Although Freud himself should not be responsible for "sexual liberation", it is a fact that his theory aroused people's strong interest in sexual psychology and promoted the disintegration of the family. Eliot's The Waste Land borrows the research results of alchemy, describing women as the "holy grail", knights' swords as men, and knights looking for the holy grail as sexual intercourse between men and women. The whole poem is like drowning the sea of desire of Phoenician sailors. Only by converting to Christ can people be saved. DH Lawrence, who creates modern psychological novels with realism, is the staunchest theoretical supporter and artistic practitioner of Freud's universalism, and his main works are centered on this. As early as 19 13, in Sons and Lovers, his son Paul was a patient entangled in Oedipus complex, and his strange relationship with his mother was similar to heterosexual love, which completely conformed to Freud's theory. His "Rainbow" and "Woman in Love" show the author's view of sexual love by describing the practice of various characters on sexual relations: human desires and instincts are not evil, but suppressing them is evil, and people have the right to pursue natural and harmonious sexual relations and realize sexual self-liberation. The later work Lady Chatterley's Lover symbolizes the inactive British ruling class with Sir Chatterley who is incapacitated, while the vitality of Britain is symbolized by Lady Chatterley's lover, worker Mailer and the vibrant forest where she lives. It was the sexual union between Lady Chatterley and Mailer that revived her. In this novel, sharp social contradictions are attributed to "sex", and sexual liberation is used to solve social contradictions, reflecting the poverty of western society and culture. The book described the process of sexual life many times in poetic language, so it was banned by the British authorities. Sexual description is very popular in modernist works and is opposed by many serious writers. For example, Kafka, a master of expressionism, thinks that you can't become a master by sexual description. Neither he nor Hemingway described sexual behavior in detail in his works.
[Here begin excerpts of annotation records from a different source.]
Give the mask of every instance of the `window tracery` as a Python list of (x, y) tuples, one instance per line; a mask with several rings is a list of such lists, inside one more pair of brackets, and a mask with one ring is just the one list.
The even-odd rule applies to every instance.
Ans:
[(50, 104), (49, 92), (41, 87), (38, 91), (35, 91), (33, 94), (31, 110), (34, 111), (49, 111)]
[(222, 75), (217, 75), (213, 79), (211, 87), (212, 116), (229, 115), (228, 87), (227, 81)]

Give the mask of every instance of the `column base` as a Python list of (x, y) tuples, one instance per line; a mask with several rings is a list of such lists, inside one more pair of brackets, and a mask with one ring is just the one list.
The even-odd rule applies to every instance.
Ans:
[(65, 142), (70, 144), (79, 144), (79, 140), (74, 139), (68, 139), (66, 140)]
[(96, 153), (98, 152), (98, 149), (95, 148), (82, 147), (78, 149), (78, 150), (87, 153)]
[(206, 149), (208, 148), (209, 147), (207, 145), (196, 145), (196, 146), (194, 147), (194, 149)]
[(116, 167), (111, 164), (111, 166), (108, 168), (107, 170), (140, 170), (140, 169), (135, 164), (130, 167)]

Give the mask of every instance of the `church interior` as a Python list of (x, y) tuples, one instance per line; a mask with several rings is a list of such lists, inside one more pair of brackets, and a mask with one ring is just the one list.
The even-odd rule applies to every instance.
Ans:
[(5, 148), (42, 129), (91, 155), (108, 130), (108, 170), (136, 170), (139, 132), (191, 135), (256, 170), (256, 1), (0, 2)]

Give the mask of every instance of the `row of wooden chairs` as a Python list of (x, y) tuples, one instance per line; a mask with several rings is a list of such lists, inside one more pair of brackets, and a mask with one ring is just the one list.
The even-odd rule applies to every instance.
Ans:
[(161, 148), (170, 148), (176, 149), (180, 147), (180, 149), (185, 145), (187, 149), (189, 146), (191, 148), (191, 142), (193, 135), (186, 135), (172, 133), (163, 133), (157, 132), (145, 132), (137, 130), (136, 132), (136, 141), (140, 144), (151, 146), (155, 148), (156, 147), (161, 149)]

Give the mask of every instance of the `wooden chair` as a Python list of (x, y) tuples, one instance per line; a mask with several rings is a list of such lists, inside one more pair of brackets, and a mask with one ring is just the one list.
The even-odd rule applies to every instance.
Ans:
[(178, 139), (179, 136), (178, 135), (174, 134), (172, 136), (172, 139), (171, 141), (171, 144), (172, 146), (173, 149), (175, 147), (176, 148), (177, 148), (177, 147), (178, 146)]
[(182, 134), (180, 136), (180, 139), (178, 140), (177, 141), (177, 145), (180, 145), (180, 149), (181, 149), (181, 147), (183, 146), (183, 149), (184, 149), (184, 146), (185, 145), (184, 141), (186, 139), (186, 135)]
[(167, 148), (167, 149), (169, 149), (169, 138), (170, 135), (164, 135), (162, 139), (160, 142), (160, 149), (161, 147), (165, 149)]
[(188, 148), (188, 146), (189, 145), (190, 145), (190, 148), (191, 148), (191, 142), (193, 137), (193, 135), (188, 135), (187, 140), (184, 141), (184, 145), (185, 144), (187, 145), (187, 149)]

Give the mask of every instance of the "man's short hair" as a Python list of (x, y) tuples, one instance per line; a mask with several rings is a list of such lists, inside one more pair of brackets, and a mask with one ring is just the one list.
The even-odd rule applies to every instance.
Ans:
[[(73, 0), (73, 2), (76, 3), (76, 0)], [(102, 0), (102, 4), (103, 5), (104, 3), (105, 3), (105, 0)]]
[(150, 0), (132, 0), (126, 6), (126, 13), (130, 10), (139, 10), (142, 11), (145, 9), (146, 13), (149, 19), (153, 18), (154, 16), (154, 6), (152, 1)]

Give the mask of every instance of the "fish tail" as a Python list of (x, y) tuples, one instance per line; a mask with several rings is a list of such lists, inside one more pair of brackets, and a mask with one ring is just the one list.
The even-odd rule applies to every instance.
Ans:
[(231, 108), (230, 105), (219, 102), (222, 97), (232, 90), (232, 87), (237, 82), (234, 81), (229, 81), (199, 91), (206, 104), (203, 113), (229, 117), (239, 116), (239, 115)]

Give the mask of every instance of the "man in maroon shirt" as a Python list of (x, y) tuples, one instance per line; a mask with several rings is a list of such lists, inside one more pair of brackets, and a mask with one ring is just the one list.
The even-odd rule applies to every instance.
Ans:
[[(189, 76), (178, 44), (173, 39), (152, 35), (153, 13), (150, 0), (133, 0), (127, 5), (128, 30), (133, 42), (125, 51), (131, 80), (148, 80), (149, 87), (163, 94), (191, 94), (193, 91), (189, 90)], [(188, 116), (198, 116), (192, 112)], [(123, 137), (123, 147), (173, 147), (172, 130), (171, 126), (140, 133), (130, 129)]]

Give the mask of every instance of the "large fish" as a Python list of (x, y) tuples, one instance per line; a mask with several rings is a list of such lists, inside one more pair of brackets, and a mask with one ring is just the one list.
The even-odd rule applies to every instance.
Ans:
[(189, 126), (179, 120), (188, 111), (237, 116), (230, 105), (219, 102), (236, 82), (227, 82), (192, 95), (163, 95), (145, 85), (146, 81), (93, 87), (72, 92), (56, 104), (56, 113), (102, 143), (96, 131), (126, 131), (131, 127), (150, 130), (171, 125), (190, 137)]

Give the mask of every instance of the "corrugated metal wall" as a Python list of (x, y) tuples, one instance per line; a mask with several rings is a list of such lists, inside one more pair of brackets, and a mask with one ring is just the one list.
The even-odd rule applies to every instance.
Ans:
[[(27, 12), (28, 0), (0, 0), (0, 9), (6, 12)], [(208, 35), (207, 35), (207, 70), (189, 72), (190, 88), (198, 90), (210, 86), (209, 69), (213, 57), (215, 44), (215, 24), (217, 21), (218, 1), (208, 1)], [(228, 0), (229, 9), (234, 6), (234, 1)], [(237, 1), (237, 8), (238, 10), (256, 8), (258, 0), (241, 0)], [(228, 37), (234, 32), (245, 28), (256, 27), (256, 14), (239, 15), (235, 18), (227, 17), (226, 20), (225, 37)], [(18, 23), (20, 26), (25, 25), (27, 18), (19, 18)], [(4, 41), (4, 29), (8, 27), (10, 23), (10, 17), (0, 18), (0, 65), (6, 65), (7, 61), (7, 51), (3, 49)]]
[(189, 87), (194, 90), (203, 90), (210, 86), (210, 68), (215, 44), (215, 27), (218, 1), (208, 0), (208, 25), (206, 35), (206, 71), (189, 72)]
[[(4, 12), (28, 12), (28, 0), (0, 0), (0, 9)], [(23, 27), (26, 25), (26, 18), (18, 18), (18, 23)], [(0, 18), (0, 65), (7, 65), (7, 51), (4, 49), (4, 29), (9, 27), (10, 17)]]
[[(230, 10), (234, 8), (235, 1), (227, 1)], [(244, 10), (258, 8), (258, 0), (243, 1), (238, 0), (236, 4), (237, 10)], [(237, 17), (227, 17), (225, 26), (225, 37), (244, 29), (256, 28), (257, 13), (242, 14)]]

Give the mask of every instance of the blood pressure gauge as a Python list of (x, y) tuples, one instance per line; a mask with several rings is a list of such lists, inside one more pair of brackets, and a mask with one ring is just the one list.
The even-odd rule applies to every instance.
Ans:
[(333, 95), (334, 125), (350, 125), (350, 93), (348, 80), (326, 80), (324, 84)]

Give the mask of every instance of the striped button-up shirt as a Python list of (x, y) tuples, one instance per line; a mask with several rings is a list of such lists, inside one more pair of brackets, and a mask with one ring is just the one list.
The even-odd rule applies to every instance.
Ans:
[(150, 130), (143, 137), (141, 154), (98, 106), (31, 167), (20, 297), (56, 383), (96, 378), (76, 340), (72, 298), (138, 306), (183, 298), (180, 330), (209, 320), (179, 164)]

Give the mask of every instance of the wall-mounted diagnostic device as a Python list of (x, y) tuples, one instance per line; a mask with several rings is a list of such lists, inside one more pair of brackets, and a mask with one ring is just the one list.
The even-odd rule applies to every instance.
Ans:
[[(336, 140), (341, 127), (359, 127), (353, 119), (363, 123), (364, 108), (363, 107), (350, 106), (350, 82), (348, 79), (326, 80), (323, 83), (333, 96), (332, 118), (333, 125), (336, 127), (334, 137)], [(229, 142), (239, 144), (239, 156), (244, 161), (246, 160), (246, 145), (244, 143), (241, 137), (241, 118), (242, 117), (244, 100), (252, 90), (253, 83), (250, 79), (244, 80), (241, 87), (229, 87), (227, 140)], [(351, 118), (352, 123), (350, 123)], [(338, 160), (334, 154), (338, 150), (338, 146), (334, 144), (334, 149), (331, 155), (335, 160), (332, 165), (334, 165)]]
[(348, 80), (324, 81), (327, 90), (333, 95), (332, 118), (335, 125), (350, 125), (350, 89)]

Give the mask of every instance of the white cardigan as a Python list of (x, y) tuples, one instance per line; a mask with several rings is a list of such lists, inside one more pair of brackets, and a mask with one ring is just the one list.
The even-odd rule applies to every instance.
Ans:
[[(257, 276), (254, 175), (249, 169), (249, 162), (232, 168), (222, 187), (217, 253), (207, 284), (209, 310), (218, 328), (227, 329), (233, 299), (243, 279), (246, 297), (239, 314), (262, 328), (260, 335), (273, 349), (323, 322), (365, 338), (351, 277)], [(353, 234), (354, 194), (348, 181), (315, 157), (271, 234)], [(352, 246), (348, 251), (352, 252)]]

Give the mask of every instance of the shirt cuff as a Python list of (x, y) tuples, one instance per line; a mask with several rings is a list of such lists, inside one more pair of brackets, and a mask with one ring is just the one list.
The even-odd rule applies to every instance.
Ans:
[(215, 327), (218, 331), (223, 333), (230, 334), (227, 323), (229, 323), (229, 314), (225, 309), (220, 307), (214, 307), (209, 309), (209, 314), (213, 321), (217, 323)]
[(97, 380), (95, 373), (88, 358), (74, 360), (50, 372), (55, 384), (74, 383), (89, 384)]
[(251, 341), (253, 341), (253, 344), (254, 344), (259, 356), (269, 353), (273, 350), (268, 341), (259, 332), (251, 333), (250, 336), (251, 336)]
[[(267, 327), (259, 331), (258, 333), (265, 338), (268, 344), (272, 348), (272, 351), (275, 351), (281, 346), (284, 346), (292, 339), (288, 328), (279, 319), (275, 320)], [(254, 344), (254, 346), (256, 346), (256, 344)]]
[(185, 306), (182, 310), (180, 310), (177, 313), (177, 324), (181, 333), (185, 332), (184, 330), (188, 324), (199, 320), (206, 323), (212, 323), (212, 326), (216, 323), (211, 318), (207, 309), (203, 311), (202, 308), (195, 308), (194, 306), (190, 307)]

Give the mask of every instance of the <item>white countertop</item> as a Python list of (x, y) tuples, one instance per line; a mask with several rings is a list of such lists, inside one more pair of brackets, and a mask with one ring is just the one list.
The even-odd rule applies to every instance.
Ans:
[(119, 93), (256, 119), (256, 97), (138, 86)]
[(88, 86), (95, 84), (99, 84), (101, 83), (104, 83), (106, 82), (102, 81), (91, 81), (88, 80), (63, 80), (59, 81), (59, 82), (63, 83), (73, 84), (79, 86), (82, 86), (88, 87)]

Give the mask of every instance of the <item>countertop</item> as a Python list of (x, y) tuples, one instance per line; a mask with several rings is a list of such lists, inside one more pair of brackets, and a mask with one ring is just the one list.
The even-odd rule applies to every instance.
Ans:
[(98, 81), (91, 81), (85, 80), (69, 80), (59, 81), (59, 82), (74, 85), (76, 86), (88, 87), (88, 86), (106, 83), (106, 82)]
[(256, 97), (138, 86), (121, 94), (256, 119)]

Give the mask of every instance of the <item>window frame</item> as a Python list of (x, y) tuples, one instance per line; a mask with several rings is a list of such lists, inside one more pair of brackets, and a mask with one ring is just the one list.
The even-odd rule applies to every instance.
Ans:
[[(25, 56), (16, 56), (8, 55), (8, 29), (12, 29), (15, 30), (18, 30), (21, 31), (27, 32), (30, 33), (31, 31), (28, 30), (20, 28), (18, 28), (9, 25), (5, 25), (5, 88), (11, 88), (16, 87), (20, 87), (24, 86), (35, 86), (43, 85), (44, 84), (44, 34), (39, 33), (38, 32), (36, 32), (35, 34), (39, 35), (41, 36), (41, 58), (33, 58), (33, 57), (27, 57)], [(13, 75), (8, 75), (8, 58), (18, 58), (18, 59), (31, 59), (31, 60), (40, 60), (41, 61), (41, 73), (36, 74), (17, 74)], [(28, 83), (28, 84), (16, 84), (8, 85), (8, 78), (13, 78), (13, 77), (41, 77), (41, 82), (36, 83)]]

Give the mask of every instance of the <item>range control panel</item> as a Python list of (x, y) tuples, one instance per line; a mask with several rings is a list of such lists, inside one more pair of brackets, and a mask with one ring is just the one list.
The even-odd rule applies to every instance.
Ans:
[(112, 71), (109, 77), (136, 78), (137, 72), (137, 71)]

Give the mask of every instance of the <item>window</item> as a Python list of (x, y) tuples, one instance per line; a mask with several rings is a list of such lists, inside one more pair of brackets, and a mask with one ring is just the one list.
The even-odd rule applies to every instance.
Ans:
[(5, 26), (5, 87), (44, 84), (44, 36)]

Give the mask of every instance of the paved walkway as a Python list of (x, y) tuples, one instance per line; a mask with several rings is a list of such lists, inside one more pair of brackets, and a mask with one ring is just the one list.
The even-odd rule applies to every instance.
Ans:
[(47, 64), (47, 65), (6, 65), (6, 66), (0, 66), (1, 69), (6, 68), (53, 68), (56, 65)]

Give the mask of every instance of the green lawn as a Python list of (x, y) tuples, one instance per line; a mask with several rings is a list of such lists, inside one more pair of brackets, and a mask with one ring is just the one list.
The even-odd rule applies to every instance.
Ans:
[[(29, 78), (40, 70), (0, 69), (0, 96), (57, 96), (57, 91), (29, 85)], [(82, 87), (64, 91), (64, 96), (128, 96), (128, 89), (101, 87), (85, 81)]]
The revelation of dark kingdom in people's subconscious indicates the ebb and flow of western aesthetic ideals. Modernism is more real than realism in revealing the inner world. From the aesthetic point of view, it opens up a new perspective, meets new aesthetic needs, and is also an important contribution.

From Baudelaire and Poe in the middle and late19th century, western artists' doubts about the rational spirit of the modern bourgeoisie experienced the late symbolism at the beginning of this century. The influence of Imagism, Expressionism, Dadaism, Surrealism and Futurism reached its climax when the First World War broke out. The disaster of war is undoubtedly a fatal blow to the modern rational spirit and accelerates the decline of "modern people". The long poem "The Wasteland" published in 1922 is not only a symbolic depiction of the post-war European social picture, but also a concentrated expression of the crisis of modern rationalism. Its artistic achievements make it a milestone in modernist poetry. Eliot won the Nobel Prize for his masterpiece.